The Whitehouse has a fallback plan in the event of sanctions not persuading Iran to call of its nuclear enrichment, the BBC said on its website Tuesday, February 20, citing US diplomatic sources.
The attack will extend beyond the controversial nuclear sites and includes most of Iran’s military infrastructure.
The Iranian air and naval bases, missile facilities and command-and-control centers are all on the target list prepared by senior officials at Central Command in Florida, the sources, which requested anonymity due to the sensitivity of the case.
The list will also include Iran's uranium enrichment plant at Natanz and the nuclear facilities at Isfahan, Arak and Bushehr.
Long range bombers would be used to drop the so-called "bunker-busting" bombs in an effort to penetrate the Natanz site, buried some 25 meters underground.
As the war drums get louder, another American aircraft carrier arrived in Middle Eastern waters on Tuesday in a response to the US show of power in the region, according to Agence France-Presse (AFP).
Iran has also launched the largest war games in almost a year Monday, February 19, simulating an air strike against the Islamic republic.
The US has recently been upping the ante against Tehran, restoring to the same aggressive rhetoric that preceded the US-led invasion of Iraq in 2003.
President George W. Bush has also beefed up the US military presence in the Gulf to its highest level since the Iraq war.
Triggers
The BBC report said that the trigger for any US attack on Iran includes any confirmation that Iran was developing a nuclear weapon.
Alternatively, a high-casualty attack on US forces in Iraq could also trigger a bombing campaign if it were traced directly back to Tehran.
The Washington Post has revealed that Bush authorized a "kill or capture" policy of Iranian agents in Iraq in an effort to weaken Iran's growing influence in the region and push Tehran to abandon its nuclear program.
Tehran has repeatedly said its nuclear program is peaceful and defends its right to enter the peaceful nuclear club in accordance with the Nuclear Non-Proliferation Treaty (NPT).
The BBC's report came as the head of the International Atomic Energy Agency (IAEA), Mohamed ElBaradei, expected that Iran may be able to enrich uranium on a mass scale in just six months.
"It could be six months, it could be a year," ElBaradei said in an interview with the Financial Times on Tuesday.
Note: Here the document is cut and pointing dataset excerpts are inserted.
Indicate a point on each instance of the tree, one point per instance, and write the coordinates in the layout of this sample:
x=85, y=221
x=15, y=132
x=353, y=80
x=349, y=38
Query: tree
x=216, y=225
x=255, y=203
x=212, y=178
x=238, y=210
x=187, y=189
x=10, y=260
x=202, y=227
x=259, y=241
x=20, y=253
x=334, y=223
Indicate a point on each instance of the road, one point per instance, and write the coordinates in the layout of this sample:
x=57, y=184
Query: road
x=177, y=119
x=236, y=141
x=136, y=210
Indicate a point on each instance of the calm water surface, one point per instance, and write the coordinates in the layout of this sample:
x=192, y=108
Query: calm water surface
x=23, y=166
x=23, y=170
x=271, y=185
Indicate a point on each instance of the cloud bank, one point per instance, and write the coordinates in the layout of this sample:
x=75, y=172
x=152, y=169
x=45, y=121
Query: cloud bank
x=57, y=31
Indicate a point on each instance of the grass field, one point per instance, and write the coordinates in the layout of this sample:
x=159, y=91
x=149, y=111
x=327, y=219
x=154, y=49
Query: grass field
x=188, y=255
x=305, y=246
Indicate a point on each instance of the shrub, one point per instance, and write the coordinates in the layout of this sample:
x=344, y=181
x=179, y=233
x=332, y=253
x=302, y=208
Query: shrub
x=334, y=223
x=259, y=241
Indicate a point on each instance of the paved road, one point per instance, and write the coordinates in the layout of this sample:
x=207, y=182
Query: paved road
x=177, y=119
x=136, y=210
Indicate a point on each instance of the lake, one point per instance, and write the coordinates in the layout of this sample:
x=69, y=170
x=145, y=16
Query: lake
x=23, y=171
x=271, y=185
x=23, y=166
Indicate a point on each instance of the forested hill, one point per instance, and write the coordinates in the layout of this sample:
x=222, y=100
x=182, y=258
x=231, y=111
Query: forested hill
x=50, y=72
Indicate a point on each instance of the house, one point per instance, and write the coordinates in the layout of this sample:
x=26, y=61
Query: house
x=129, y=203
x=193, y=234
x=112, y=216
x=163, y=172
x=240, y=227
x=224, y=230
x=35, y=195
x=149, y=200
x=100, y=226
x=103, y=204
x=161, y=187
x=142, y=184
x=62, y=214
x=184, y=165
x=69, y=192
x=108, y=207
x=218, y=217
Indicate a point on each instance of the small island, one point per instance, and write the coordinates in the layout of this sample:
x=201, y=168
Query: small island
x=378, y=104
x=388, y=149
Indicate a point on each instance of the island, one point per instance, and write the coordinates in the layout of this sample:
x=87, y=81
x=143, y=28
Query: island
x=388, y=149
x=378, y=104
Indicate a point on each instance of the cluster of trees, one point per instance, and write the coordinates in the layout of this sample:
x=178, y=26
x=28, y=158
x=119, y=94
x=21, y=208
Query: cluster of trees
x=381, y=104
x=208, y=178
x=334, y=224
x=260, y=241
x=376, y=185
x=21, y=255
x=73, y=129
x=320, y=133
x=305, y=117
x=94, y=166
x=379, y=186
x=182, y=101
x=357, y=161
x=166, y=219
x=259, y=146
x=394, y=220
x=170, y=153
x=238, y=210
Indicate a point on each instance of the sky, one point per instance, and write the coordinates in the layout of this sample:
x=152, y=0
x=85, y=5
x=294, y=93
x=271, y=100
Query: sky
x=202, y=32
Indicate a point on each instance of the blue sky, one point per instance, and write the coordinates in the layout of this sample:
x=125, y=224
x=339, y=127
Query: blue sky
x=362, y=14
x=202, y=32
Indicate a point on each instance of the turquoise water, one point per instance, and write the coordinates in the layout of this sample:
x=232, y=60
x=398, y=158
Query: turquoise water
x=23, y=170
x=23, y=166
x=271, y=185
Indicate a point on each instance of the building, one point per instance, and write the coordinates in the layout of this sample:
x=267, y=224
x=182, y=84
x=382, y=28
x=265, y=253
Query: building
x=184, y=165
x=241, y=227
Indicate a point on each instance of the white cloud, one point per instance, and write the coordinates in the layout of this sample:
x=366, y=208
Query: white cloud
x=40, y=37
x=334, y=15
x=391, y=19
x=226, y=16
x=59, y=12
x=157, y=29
However, the IAEA chief, who met Tuesday Iran's nuclear negotiator Ali Larijani in Vienna, said that Iran could still be 10 years away from the capacity to build a nuclear bomb.
The UN Security Council has voted unanimously on December 23 to impose sanctions on Iran's trade in sensitive nuclear materials and technology.
The Council has called on Iran to suspend its enrichment of uranium by 21 February, or face further sanctions.
Speculations over the US attack have highlighted a widening rift between the US and European allies over how to deal with Iran.
A coalition of 17 independent British think tanks and faith organizations has warned earlier this month that any military adventure against Iran would unleash disastrous consequences for the Middle East and the wider world.
Fearing another intractable war like the one raging in Iraq, Republican and Democratic lawmakers on January 18 tabled a House draft resolution, demanding Bush win approval from Congress before using military force against Iran.